- The Washington Times - Sunday, July 8, 2001

NHL commissioner Gary Bettman may not want to run for office anytime soon.
Just weeks ago, Bettman promised hockey fans everywhere for the umpteenth time that fiscal restraint was finally coming to hockey. Years of foolish spending by the moribund New York Rangers and a historic run of success by the thrifty New Jersey Devils taught the sport that championships simply cannot be bought. At least so the conventional wisdom went.
"I am and I believe this league is committed to an economic system that works so that we have 30 healthy teams that are all competitive," Bettman said just six weeks ago.
But in just a few days' time last week, a small cartel of general managers committed to nearly $400 million in long-term contracts $260 million of that to just seven players and blew apart the system nearly beyond recognition.
Big money certainly is not new to hockey. Elite players have been earning in excess of $6 million annually for nearly a decade. And the new spending comes on the heels of just 1.86 percent growth in the average player salary last season to $1.48 million, the smallest one-year percentage change since 1985.
These most recent signings, however, position the NHL eerily close to major league baseball, the other major sports league without a salary cap. And unlike baseball, the NHL must live for three more seasons in the current system.
As much as many fans hate Texas' Alex Rodriguez and his $252 million contract, that's not the real problem with baseball's economics. The core dilemma is that about eight teams out of 30 command nearly all of the elite players and have any truly realistic shot of competing for a title. That forces the rest to market themselves in a state of rebuilding perpetually, something fans see through and tire of rather quickly.
Until recently, the NHL had seen neither the competitive imbalance nor the salary disparity baseball has. Mid-tier teams like Buffalo, Washington, Vancouver, Pittsburgh and Montreal have either competed for or won Stanley Cups in the past decade. And last season, the ratio between the top payroll and the lowest payroll, factoring out expansion teams Minnesota and Columbus, was less than 3-to-1.

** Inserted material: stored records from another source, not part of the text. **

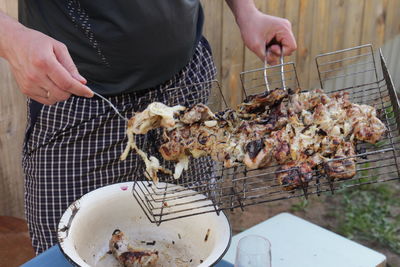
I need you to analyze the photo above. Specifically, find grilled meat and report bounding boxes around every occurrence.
[124,89,386,190]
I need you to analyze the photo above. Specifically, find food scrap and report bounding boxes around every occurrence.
[109,229,159,267]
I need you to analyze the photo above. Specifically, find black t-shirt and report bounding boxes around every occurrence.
[19,0,204,95]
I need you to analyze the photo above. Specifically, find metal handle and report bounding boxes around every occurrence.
[264,38,286,92]
[93,91,129,121]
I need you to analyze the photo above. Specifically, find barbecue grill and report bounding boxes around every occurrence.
[132,45,400,224]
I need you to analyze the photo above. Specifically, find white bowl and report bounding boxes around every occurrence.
[58,182,231,266]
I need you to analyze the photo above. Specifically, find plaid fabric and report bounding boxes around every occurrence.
[23,36,216,254]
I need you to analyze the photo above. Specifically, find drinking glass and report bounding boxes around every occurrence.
[235,235,271,267]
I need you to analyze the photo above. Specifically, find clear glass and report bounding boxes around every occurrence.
[235,235,271,267]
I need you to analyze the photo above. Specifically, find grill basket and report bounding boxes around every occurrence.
[132,45,400,224]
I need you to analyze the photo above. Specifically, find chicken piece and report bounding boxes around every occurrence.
[239,88,288,114]
[289,89,330,113]
[109,229,159,267]
[180,104,215,124]
[243,139,273,169]
[275,161,313,191]
[324,142,356,180]
[353,117,386,144]
[128,102,186,134]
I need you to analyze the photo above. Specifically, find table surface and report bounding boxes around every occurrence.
[22,213,386,267]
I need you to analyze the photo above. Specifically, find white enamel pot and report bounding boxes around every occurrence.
[58,182,231,266]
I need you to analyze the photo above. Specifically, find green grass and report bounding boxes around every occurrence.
[290,198,308,212]
[337,184,400,254]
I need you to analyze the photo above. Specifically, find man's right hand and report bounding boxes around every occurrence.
[0,11,93,105]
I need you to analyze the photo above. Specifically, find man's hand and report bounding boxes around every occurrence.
[226,0,297,65]
[0,11,93,105]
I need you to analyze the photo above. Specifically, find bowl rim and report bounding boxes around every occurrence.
[57,181,232,267]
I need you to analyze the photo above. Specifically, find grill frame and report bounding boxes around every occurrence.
[132,45,400,225]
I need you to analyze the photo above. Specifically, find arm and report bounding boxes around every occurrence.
[0,11,93,105]
[226,0,297,64]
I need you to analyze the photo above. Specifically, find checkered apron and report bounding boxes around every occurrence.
[23,38,216,254]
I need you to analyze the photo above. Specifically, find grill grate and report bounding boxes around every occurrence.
[132,45,400,224]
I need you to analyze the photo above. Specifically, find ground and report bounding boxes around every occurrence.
[226,181,400,267]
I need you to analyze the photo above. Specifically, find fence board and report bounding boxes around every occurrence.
[221,3,244,107]
[0,0,26,218]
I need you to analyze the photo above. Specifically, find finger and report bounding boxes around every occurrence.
[267,53,280,65]
[48,60,93,97]
[282,31,297,56]
[42,78,71,102]
[30,87,47,98]
[30,96,56,106]
[269,45,281,57]
[53,42,87,84]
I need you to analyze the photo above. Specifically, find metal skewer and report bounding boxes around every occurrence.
[264,44,286,92]
[93,91,129,121]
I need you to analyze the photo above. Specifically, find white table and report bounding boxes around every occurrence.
[223,213,386,267]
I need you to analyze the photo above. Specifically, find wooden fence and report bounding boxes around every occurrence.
[0,0,400,217]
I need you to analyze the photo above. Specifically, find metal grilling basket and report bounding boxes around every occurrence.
[132,45,400,224]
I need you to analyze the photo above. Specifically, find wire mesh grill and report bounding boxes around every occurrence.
[132,45,400,224]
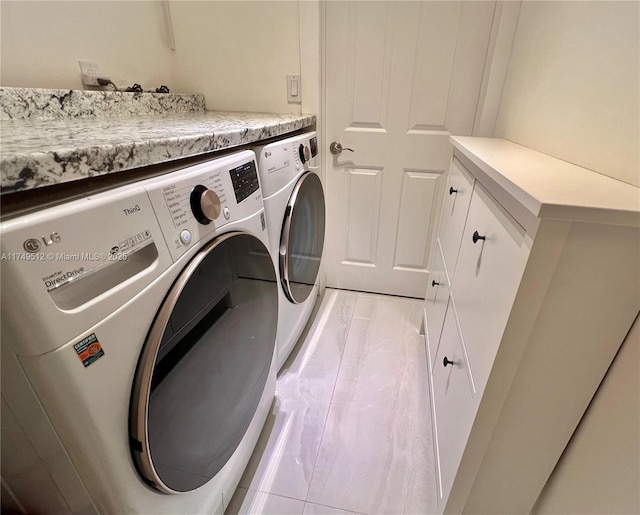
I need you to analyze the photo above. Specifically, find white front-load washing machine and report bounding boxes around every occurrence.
[0,151,278,514]
[255,132,325,370]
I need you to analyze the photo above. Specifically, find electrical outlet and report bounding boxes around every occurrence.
[287,73,302,104]
[78,59,100,76]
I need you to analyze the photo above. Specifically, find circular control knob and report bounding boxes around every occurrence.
[191,184,221,225]
[298,143,311,164]
[180,229,191,245]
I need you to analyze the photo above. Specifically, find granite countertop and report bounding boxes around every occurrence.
[0,88,315,194]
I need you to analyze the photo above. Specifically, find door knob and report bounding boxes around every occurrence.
[471,231,485,243]
[329,141,353,156]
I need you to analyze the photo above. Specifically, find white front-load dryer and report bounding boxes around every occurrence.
[255,132,325,370]
[0,151,278,514]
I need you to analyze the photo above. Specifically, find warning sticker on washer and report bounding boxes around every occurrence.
[73,333,104,367]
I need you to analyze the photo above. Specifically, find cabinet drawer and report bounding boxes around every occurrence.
[451,183,528,394]
[425,241,449,366]
[432,302,476,503]
[438,158,474,279]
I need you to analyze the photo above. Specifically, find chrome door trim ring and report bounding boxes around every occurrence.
[278,171,324,304]
[129,231,242,494]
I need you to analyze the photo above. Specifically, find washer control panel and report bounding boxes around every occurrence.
[144,150,263,261]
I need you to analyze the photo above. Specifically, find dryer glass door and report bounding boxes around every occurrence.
[280,172,325,304]
[130,233,278,493]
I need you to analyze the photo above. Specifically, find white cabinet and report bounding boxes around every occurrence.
[432,304,475,506]
[453,184,529,391]
[425,241,449,366]
[438,158,473,277]
[425,137,640,513]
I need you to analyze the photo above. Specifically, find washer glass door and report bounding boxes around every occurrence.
[280,172,325,304]
[130,233,278,493]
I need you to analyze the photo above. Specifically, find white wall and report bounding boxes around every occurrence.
[0,0,172,89]
[171,0,305,113]
[495,0,640,186]
[533,319,640,515]
[0,0,302,113]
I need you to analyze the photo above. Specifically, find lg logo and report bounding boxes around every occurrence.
[22,232,62,254]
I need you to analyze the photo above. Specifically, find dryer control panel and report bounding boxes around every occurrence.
[255,132,319,198]
[144,150,263,261]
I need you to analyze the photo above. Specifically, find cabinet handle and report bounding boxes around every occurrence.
[472,231,484,243]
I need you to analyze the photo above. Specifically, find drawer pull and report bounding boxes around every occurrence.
[472,231,484,243]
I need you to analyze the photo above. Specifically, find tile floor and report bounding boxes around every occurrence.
[222,289,436,515]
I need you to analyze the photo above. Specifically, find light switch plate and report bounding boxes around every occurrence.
[287,73,302,104]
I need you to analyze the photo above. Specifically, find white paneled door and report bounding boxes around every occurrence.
[323,1,495,297]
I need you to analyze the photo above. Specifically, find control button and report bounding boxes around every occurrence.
[190,184,220,225]
[180,229,191,245]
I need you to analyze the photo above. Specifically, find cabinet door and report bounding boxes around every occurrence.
[425,241,449,366]
[432,302,476,503]
[438,157,474,284]
[451,183,528,394]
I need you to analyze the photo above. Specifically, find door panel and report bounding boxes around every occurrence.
[346,168,382,265]
[393,170,440,270]
[324,1,495,298]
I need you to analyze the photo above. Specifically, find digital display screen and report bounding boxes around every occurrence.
[229,161,260,204]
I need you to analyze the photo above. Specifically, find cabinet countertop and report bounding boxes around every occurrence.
[451,136,640,227]
[0,111,316,194]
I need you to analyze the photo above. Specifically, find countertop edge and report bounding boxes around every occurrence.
[450,136,640,227]
[0,113,316,196]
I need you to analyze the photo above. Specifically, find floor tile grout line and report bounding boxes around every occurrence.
[238,487,310,508]
[305,501,367,515]
[305,290,358,509]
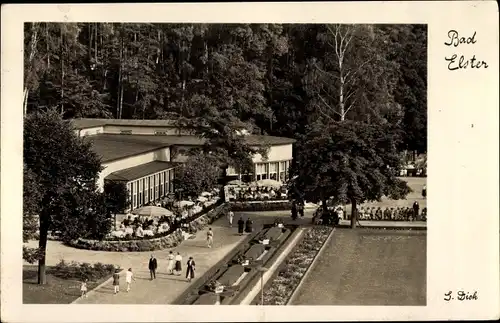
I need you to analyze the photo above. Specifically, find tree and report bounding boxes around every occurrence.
[23,110,102,284]
[175,152,220,197]
[291,121,410,228]
[104,181,130,229]
[304,24,400,123]
[23,164,42,263]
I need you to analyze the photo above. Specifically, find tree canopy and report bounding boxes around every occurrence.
[23,110,110,283]
[291,121,410,226]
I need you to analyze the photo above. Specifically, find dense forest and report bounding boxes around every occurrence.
[24,23,427,152]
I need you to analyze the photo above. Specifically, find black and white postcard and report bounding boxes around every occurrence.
[0,1,500,323]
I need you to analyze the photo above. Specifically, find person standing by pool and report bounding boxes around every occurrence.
[125,268,135,293]
[167,250,175,275]
[113,269,120,295]
[238,216,245,235]
[227,210,234,228]
[80,278,89,298]
[245,218,253,233]
[148,255,158,280]
[207,228,214,248]
[413,201,420,219]
[175,253,182,276]
[186,257,196,282]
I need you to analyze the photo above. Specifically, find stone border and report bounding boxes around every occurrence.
[239,227,306,305]
[286,227,335,306]
[229,200,292,212]
[171,231,260,305]
[70,268,125,304]
[67,203,228,252]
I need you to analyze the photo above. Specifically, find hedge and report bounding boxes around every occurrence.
[194,293,217,305]
[68,204,229,252]
[245,244,266,259]
[230,201,292,212]
[49,260,116,281]
[217,265,245,286]
[264,227,285,240]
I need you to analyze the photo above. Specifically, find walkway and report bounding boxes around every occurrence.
[70,218,250,304]
[25,211,425,304]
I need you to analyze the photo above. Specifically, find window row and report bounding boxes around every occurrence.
[127,169,174,209]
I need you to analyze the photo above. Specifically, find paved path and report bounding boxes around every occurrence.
[24,210,421,304]
[72,219,252,304]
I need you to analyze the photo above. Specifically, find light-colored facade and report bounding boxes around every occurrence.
[72,119,294,209]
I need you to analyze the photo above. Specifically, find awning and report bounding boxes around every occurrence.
[105,161,181,182]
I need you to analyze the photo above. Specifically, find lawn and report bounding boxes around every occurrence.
[23,266,109,304]
[346,177,429,214]
[293,229,427,306]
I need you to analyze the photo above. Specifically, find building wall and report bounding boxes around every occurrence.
[97,147,170,190]
[252,144,293,163]
[78,127,104,137]
[104,125,189,136]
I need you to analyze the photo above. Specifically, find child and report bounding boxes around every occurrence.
[207,228,214,248]
[113,269,120,295]
[80,278,88,298]
[125,268,135,293]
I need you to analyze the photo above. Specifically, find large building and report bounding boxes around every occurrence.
[72,119,295,209]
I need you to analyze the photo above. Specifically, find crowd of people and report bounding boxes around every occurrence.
[228,186,287,201]
[88,249,203,298]
[110,192,219,238]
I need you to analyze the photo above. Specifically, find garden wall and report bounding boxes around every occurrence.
[68,204,229,252]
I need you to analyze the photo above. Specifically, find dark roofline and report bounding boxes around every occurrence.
[69,118,177,130]
[101,144,172,163]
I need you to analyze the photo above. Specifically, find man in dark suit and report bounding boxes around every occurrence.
[149,255,158,280]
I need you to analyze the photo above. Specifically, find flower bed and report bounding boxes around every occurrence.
[217,265,245,286]
[245,244,265,259]
[254,226,333,305]
[49,260,116,281]
[68,204,229,252]
[230,200,292,212]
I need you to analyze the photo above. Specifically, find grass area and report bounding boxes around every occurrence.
[293,229,427,306]
[346,177,429,214]
[23,266,110,304]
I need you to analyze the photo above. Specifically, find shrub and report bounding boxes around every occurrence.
[245,244,265,259]
[217,265,245,286]
[50,259,115,281]
[67,204,229,252]
[264,227,332,305]
[231,201,292,212]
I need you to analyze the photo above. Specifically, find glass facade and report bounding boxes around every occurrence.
[121,169,174,209]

In baseball, comparatively, the New York Yankees, winners of four of the last five World Series, have routinely outspent laggards like Minnesota and Florida by as much as a 7-to-1 ratio.

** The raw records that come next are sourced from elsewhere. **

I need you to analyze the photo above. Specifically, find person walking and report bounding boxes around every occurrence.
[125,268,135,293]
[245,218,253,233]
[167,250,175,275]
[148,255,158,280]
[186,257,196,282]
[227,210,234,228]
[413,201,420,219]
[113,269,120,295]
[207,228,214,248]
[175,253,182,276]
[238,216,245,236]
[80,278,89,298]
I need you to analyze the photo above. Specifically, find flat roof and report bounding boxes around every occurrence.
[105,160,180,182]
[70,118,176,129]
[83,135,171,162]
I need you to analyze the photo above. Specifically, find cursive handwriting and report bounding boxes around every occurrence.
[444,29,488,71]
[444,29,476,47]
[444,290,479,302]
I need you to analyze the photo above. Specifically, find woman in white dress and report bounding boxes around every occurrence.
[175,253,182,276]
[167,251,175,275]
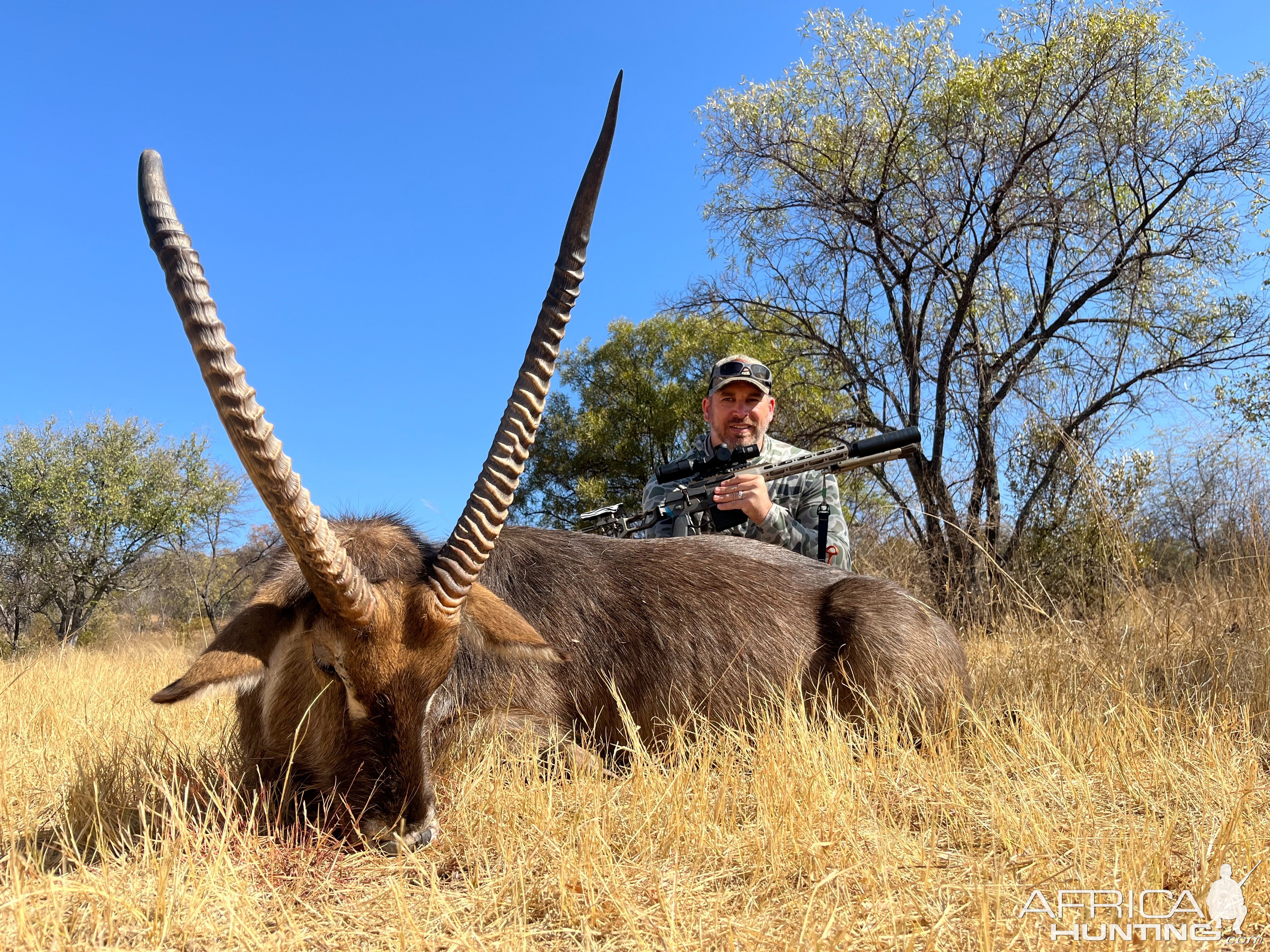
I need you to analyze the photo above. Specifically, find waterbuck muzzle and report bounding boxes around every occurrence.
[137,72,622,847]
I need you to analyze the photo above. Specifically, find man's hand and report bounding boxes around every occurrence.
[715,472,772,525]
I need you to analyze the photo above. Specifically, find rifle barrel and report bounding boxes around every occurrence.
[741,443,919,480]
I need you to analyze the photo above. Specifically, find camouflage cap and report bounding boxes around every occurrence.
[706,354,772,397]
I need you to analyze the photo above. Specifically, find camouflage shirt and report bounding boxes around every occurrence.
[644,433,851,571]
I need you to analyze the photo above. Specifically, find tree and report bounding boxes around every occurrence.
[0,415,221,645]
[512,315,850,528]
[168,463,282,635]
[679,0,1270,612]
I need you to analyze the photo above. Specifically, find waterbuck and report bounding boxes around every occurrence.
[138,74,965,849]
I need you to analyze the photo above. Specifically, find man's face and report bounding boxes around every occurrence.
[701,381,776,449]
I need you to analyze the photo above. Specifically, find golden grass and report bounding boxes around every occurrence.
[0,584,1270,949]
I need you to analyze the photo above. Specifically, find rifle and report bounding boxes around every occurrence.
[578,427,922,543]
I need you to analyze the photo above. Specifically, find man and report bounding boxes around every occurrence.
[644,354,851,571]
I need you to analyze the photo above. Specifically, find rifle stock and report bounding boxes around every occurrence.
[578,427,922,538]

Last week's NHL free agent signings move the two sports significantly closer. Seven teams Philadelphia, Dallas, Colorado, St. Louis, Toronto, Boston and Detroit were the only teams signing premier players. And next season's final payroll spread between the residents of the NHL's Park Place and those of Baltic Avenue will move to at least 4-to-1 and possibly higher.
The league can take some solace that the highest overall player salary, $11 million for Colorado's Peter Forsberg, didn't budge significantly from last season. But with several more players now lurking just behind that mark, the plateau appears only temporary. And the $3 million-a-year deals for second-and third-tier players really rattle the system.

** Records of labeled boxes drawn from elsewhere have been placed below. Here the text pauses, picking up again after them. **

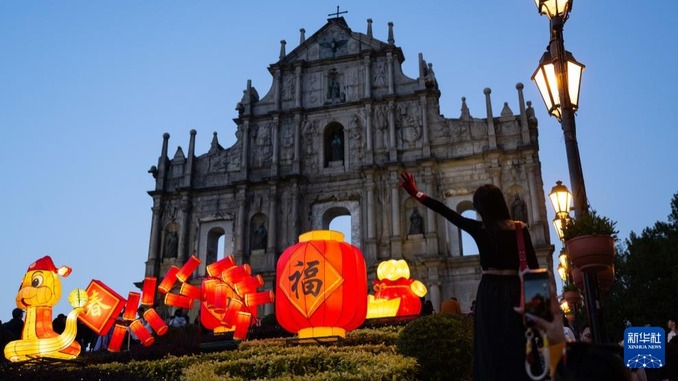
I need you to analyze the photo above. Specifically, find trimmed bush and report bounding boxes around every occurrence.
[397,314,473,380]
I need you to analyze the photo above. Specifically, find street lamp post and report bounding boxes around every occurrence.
[532,0,604,343]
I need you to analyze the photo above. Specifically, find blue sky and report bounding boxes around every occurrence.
[0,0,678,321]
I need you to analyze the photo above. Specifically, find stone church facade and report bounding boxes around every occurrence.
[146,17,553,313]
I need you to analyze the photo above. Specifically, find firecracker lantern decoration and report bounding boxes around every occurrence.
[159,255,274,340]
[367,259,427,319]
[275,230,367,339]
[4,256,87,362]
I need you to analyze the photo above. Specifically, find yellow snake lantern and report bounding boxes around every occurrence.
[5,256,87,362]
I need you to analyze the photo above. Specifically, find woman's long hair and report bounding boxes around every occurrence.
[473,184,511,224]
[473,184,511,251]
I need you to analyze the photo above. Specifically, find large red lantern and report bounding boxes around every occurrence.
[275,230,367,338]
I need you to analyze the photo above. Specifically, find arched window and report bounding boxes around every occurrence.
[250,213,268,251]
[205,227,225,265]
[323,122,346,167]
[329,214,353,243]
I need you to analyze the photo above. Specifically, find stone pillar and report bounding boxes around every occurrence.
[294,64,301,107]
[145,196,163,277]
[365,104,374,152]
[233,186,247,264]
[389,169,402,259]
[428,281,442,312]
[363,54,372,98]
[419,96,431,157]
[271,116,280,176]
[516,82,530,145]
[155,132,169,190]
[266,183,278,255]
[525,160,541,225]
[240,120,250,179]
[273,70,282,111]
[483,87,497,150]
[179,195,193,263]
[184,130,197,187]
[386,52,395,95]
[388,101,398,161]
[292,114,301,173]
[288,179,300,244]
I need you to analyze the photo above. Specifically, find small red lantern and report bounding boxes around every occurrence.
[275,230,367,338]
[368,259,427,318]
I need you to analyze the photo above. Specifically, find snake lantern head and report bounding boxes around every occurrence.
[16,256,71,309]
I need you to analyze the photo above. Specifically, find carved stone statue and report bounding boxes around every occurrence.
[330,134,344,161]
[511,194,527,222]
[163,231,179,258]
[408,208,424,235]
[252,223,268,250]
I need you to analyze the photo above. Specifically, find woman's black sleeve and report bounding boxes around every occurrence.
[523,226,539,269]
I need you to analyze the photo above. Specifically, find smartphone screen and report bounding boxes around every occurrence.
[523,269,553,326]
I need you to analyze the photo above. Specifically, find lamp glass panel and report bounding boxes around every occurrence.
[536,0,570,18]
[558,265,567,282]
[558,251,567,271]
[553,217,563,241]
[567,61,584,110]
[549,185,572,215]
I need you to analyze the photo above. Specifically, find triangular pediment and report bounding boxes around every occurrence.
[278,17,388,65]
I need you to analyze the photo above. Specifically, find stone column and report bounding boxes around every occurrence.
[516,82,530,144]
[184,130,197,187]
[292,114,301,173]
[386,52,395,95]
[428,281,442,312]
[179,195,193,263]
[145,196,162,277]
[271,116,280,176]
[266,183,278,255]
[240,120,250,178]
[389,169,402,259]
[388,101,398,161]
[419,96,431,157]
[363,54,372,98]
[294,64,301,107]
[233,186,247,265]
[288,179,300,244]
[483,87,497,150]
[273,69,282,111]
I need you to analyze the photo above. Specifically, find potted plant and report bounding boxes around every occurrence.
[563,210,617,272]
[563,283,581,305]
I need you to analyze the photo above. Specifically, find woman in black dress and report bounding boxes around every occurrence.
[399,171,539,381]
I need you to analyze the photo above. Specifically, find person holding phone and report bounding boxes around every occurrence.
[398,171,539,381]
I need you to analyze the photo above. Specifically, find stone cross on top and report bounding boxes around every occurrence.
[328,5,348,19]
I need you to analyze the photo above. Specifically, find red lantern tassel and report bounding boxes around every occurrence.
[144,308,168,336]
[205,255,235,278]
[179,283,200,300]
[122,291,141,321]
[158,266,179,294]
[200,279,219,308]
[212,283,228,314]
[165,294,193,310]
[221,263,252,284]
[177,255,200,282]
[245,290,273,307]
[129,320,155,347]
[233,312,252,340]
[234,274,264,296]
[108,323,127,352]
[141,277,158,306]
[221,298,243,327]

The signings also put additional pressure on the six teams in Canada, already crippled under the weight of the country's own weak dollar. Only one Canadian club, the Maple Leafs, is a truly viable generator of either playoff wins or revenues. And they made only one major signing right wing Alexander Mogilny for four years and $22.5 million.
"This is unfortunately nothing really new for us, just more of the same," said Ron Bremner, the Calgary Flames' president. "We've running very close to the line for some time. We just can't even worry about what the big-spending clubs do. It's definitely a concern, but we just have to keep our head down, do our business and put the best product out there we can."
Right here in Washington, the Capitals now display the close-but-no-cigar reality seen in baseball by St. Louis, Houston and other perpetually on-the-cusp teams. The Caps have a hip, affable and wealthy owner with a checkbook open, plenty of other skill players on the roster and an arena less than 4 years old. But center Jeremy Roenick passed over the Caps for the more talent-loaded Flyers, actually taking less money, and Washington and all the other nearly greats must now look to trades to improve for next season.
"It's frustrating. [Owner] Ted [Leonsis] is very frustrated, and the fans certainly are frustrated," team president Dick Patrick said. "Not only are raw economics skewed, but the length of these deals, too. At least three years and four or five for most. For a guy that's 31 or 32 or more now, the value at the back end of these deals could really go down."
To a certain degree, the latest contracts speak more to ambition and belief in one's own organizational structure than simply money. The Cup champion Avalanche, for example, drafted center Joe Sakic and traded quality players for goalie Patrick Roy and defenseman Rob Blake and have since spent handsomely to keep all three in Colorado. Their fans have expected it and have consistently filled the Pepsi Center at high ticket prices to help make it happen. And the team has not been a significant pursuer of unrestricted free agents from other teams.
But when some of the most ambitious teams, such as Washington and Los Angeles, still come up essentially empty, it strongly suggests the NHL has joined baseball on the road to oblivion and perhaps without a return ticket.
"Everybody wants what they can't have," Patrick said. "And that creates a lot of pressure."